TAIPANS, king browns and pythons in the cupboard - Mark Shephardson's property is alive with snakes.
So bad is the issue, the West Gladstone resident hangs a snake skin on his fence as a warning to others and as a message to council that nearby bushland needs maintenance.
Mr Shephardson's home backs on to Auckland Creek, an area which is commonly used as a walkway for school children.
He is worried a child will be bitten.
"I've lived here for 11 years and only twice has the council excavated the creek," he said.
"It's completely overgrown and is a breeding hub for snakes."
"I've contacted the council many times about it and no answer; it's a joke."
This week Mr Shephardson found a two-metre snake skin in his yard.
"In the last couple of months I've had taipans underneath the house, a baby python in the cupboard and king browns," he said.
"There've been 10 in total. I'm going to hang this skin on my fence to serve as a warning to kids passing by.
"(Children) play in the tunnel all the time, in swamp-like conditions which are perfect for snakes," he said.
Don't be complacent, snake catcher warns
Snake catcher Ben said residents should not be complacent around snakes.
He said the Gladstone region's most venomous snakes were the eastern brown, the coastal taipan, the southern death adder, the black whip and the red-belly black.
Ben said the snake season was slowing down.
"In autumn/winter they basically stay in their hides," he said.
"It's not quite hibernation because they do still come out to sun themselves, but they're not too active."
Ben recommended that if locals felt that a snake was becoming territorial and frequenting a hiding spot near their house, they should call professional snake catchers.
Gladstone Regional Council took two weeks to response to The Observer's request for information.
When they did respond, the council's planning and environment director Leisa Dowling said the drain batter on the footpath side, adjacent to the residential properties, would be inspected next week to see what works were required and when they would be undertaken.
"But it is important to note that the region has a large open drain network and it is not financially feasible to conduct regular slashing of the entire system," she said.

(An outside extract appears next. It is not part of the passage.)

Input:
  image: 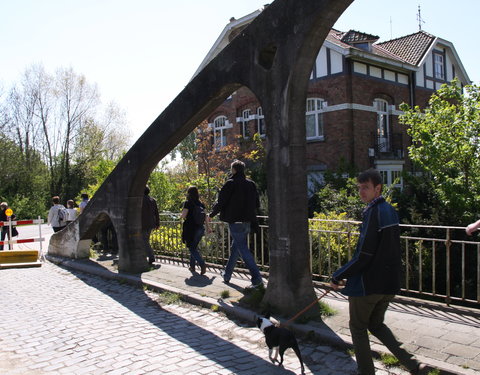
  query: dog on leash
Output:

How to keep snakes at bay:
- If you see a snake close by, it is best to stand still but do not be afraid to call for help because snakes cannot hear.
- Snakes often find enty through torn fly screens. Kids' toys and boxes with toys or shoes could also hide snakes.
- Don't leave pets' food bowls near an entrance to the house. Even empty bowls could attract rats, mice, lizards and frogs which, in turn, can attract snakes.
- Self-watering pot plants make great homes for snakes.
- Have a good first aid kit where it can be easily accessed. The most important item in the kit is a pressure bandage; people who apply a pressure bandage soon after a bite have a good chance of surviving.